Bagi mereka yang tak kenal, dapat memasuki sajak ini dari pintu lain dan sah-sah saja anda punya tafsiran yang lain dari tafsiran ini. Tetapi, mungkin saja saya sama sekali tak mengenal sang penyair dalam pengertian yang paling substantif dan esensial. Dengan kata lain, mungkin saya hanya mengenal penulis ini sebagai penampakan permukaan dan tak mampu menyelam dalam ke relung-relung pengalaman masa lampaunya yang mungkin juga menjadi inspirasi sehingga dia menulis tubuh sedemikian rupa “merangsang”.
Keserbarumitan pengalaman yang mustahil ditembus oleh satu pemahaman saja pasti juga dialami oleh redaktur Syir’ah yang mungkin telah menganggap sajak tubuhnya sebagai wacana liberalisasi tubuh. Maka sajaknya sebagai wacana berada dalam payung wacana tubuh yang lebih besar, sebuah wacan besar tetap bukan sebagai pusat kendali estetika yang otoriter, namun secara “ikhlas” mungkin juga diamini oleh sajak ini.
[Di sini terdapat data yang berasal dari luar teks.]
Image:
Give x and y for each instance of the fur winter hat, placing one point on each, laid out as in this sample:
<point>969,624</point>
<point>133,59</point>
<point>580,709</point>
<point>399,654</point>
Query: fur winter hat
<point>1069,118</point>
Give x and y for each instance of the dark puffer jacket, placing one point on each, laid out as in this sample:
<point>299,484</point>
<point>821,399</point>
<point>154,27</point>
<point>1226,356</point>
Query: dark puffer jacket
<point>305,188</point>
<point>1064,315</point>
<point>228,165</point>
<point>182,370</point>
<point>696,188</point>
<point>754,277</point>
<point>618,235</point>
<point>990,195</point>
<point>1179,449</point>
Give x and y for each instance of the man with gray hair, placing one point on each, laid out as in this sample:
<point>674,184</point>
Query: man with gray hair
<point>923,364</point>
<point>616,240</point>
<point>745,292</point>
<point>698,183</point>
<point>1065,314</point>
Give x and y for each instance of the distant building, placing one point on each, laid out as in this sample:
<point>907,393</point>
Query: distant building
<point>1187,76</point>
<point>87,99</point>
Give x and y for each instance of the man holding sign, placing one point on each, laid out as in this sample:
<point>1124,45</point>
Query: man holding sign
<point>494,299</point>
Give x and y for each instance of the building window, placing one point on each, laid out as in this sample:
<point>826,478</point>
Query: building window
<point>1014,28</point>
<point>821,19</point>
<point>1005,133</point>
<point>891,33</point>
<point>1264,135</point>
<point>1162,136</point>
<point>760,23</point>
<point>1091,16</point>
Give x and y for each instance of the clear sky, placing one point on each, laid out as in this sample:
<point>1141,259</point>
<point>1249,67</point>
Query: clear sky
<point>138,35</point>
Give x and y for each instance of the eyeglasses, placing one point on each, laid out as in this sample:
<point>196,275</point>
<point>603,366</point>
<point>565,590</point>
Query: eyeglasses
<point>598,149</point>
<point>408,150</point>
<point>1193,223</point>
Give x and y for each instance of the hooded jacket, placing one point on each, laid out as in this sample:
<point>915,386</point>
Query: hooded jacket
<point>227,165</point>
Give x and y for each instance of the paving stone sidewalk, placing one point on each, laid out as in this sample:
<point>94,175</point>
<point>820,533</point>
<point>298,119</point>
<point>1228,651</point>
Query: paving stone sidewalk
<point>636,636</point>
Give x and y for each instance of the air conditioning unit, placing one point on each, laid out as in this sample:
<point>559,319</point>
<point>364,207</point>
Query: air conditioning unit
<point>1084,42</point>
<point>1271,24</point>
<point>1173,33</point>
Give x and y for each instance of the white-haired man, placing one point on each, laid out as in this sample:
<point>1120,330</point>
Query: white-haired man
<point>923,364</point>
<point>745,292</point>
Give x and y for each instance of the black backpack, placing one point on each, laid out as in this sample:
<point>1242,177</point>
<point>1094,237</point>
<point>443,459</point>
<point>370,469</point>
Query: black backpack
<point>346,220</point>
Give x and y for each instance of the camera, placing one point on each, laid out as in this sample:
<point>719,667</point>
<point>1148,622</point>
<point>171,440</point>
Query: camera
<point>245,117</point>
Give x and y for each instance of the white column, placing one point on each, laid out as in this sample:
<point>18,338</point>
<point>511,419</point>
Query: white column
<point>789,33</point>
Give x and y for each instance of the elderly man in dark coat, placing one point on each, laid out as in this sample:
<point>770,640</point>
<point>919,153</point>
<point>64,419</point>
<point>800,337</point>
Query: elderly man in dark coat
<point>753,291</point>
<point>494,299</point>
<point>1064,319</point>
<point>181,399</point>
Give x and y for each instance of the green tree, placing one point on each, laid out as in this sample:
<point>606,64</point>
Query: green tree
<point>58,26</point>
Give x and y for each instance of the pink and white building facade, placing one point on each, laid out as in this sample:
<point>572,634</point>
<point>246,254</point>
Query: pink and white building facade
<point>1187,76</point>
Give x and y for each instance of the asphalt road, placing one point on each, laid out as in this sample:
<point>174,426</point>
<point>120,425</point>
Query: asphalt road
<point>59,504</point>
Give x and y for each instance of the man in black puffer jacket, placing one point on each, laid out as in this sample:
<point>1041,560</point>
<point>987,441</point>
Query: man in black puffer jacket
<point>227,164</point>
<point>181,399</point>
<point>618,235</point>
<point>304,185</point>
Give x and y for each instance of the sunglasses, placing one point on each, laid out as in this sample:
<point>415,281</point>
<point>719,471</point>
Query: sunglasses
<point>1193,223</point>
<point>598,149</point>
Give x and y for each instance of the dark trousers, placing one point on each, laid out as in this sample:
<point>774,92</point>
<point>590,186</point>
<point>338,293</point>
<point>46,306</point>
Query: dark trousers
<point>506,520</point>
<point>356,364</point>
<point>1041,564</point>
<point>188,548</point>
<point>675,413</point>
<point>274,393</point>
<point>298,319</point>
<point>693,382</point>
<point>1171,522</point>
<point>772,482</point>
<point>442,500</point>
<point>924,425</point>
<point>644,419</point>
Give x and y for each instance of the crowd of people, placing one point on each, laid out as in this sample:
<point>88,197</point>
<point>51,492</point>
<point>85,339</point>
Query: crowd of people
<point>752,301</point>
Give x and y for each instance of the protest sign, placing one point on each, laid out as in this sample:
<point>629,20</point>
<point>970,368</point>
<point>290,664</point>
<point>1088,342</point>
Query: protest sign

Jam 00.30 pintu rumahmu merapat
Ku buka pelan-pelan, kau terlentang
Dengan dada telanjang
dan kukecup tubuhmu dengan gigir belati
yang kuasah pada kilatan-kilatan matahari
seperti di waktu rembang ketika kita melupakan tuhan
Dalam puncak meditasi binatang

(Sajak “Akhir Dialog”, bait ke-2 dari 6 bait)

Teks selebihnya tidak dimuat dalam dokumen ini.